In conclusion, our analyses revealed that prediction strategies varied across participants. Such variance has previously been found in a real-life investigation of roulette play (Sundali & Croson, 2006), but laboratory studies on sequential effects in outcome predictions have largely focused on group-averaged data. Our results clearly highlight the importance of considering individual-level data, and suggest that some of the inconsistency about the nature of run length effects in previous studies might be explained by variance at the individual level.

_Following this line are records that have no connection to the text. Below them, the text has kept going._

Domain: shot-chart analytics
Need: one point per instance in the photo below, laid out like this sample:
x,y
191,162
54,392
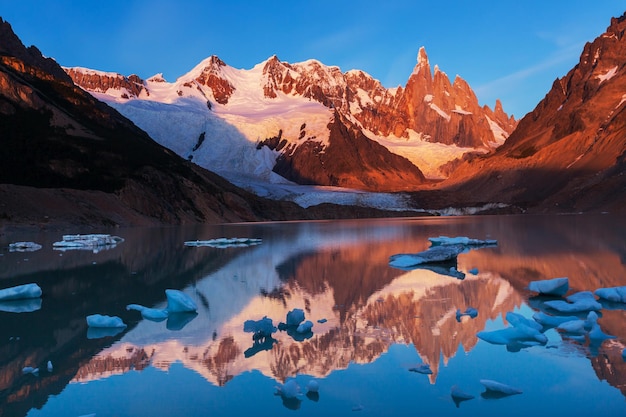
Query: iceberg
x,y
556,286
499,387
305,327
615,294
422,368
20,292
24,247
153,314
179,302
576,303
435,254
295,317
225,242
99,320
461,240
93,242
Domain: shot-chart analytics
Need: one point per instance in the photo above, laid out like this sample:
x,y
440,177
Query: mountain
x,y
569,153
69,158
307,123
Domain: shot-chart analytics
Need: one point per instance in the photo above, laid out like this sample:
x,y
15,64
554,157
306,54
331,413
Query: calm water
x,y
380,321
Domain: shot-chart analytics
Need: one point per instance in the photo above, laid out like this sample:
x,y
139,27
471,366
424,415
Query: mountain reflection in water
x,y
337,272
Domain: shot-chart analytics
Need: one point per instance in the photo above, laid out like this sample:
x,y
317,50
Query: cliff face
x,y
568,153
69,158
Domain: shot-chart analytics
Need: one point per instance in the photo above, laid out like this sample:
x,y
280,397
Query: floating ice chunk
x,y
576,303
313,386
225,242
20,292
99,320
615,294
93,242
499,387
179,302
305,327
460,240
511,335
260,328
30,370
289,389
556,286
434,254
21,306
551,321
295,317
24,247
153,314
470,312
422,368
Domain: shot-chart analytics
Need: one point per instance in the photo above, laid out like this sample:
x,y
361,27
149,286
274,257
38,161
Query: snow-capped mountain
x,y
307,123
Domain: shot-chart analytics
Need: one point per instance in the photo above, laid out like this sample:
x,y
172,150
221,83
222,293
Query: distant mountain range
x,y
69,158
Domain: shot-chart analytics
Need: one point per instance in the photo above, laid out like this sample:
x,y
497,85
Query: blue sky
x,y
512,50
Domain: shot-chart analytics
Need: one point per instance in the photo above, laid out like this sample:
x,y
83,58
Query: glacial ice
x,y
422,368
615,294
225,242
93,242
100,320
24,247
179,302
295,317
499,387
20,292
556,286
461,240
260,328
153,314
576,303
305,327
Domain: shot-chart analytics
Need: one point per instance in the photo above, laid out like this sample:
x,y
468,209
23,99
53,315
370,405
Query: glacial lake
x,y
374,326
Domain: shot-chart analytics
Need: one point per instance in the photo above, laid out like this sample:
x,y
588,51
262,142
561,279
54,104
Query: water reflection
x,y
337,272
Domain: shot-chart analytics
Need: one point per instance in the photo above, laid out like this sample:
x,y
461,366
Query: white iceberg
x,y
295,317
225,242
422,368
499,387
615,294
461,240
179,302
576,303
435,254
104,321
551,321
305,327
20,292
555,286
24,247
93,242
153,314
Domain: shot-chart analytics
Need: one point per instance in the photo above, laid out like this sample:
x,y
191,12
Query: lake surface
x,y
373,325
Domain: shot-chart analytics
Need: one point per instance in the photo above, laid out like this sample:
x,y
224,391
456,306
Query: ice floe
x,y
104,321
615,294
179,302
20,292
499,387
147,313
576,303
225,242
556,286
93,242
24,247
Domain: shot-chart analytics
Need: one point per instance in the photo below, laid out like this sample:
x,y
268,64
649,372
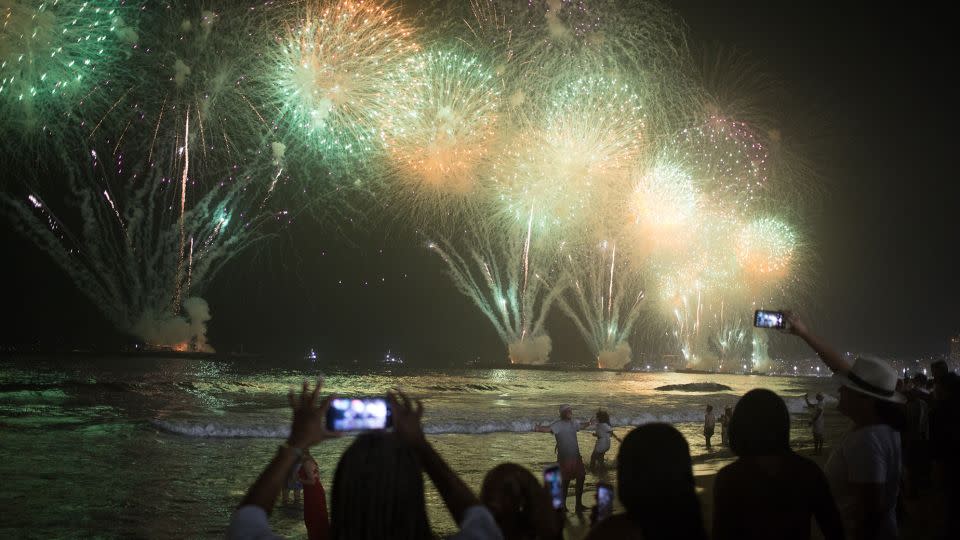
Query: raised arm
x,y
307,430
406,421
833,359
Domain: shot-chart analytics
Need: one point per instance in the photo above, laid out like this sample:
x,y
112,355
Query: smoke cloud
x,y
615,359
167,330
532,351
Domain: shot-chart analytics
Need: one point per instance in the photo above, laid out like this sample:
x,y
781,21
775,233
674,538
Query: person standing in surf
x,y
568,452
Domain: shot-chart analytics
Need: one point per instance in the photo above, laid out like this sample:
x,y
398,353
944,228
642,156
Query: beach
x,y
167,447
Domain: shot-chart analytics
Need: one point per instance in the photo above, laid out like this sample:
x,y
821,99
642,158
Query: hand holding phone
x,y
554,484
604,501
359,414
763,318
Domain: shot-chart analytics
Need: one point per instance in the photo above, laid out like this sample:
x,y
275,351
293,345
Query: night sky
x,y
867,84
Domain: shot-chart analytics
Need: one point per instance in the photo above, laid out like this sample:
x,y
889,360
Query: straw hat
x,y
873,377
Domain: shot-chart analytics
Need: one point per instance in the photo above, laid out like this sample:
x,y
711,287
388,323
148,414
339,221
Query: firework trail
x,y
604,301
122,247
508,277
51,54
195,61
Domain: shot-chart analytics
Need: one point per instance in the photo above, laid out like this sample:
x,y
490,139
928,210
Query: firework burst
x,y
573,168
604,301
52,53
333,70
508,277
444,126
123,248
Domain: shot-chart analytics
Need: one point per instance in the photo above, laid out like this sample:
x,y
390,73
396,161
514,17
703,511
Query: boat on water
x,y
392,359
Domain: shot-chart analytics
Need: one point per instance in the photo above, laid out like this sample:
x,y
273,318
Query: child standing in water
x,y
293,484
603,432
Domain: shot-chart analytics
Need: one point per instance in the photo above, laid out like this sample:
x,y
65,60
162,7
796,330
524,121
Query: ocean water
x,y
166,447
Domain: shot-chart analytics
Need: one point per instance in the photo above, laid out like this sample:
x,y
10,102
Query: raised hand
x,y
795,325
406,417
309,417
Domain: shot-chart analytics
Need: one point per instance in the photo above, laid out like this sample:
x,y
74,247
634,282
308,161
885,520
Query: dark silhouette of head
x,y
519,503
655,478
760,425
378,491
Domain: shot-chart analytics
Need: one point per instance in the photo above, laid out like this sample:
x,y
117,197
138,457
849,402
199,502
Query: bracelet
x,y
298,452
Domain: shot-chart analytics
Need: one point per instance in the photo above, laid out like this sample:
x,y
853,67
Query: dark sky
x,y
872,83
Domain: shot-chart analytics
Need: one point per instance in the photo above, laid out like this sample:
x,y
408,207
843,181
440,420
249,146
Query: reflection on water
x,y
166,447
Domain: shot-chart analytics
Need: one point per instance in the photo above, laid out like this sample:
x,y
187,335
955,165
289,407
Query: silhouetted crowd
x,y
903,446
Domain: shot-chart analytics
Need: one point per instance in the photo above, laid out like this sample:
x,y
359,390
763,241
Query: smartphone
x,y
554,485
359,414
604,501
763,318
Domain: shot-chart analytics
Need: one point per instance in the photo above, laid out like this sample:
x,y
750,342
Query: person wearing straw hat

Advantage of Bayesian techniques

Our results demonstrate that the application of hierarchical Bayesian model techniques provides a fruitful framework to quantify and test peoples’ prediction strategies by taking both individual- and group-level data into account. The approach yielded exact and easily interpretable estimates for all model parameters and allowed for a rigorous model comparison taking model complexity into account (Lee, 2011; Scheibehenne, Rieskamp, & Wagenmakers, 2013). This advantage might become even more important when testing possible extensions of the drift model in future research that would allow for more complex functional relationships between run length and recency, such as curvilinear trends, step functions, or concave trajectories (Altmann & Burns, 2005; Carlson & Shu, 2007). Likewise, the ability to account for individual differences would allow for testing various differential influences on prediction strategies, such as age (Castel, Drolet Rossi, & McGillivray, 2012) or personality (Friedland, 1998).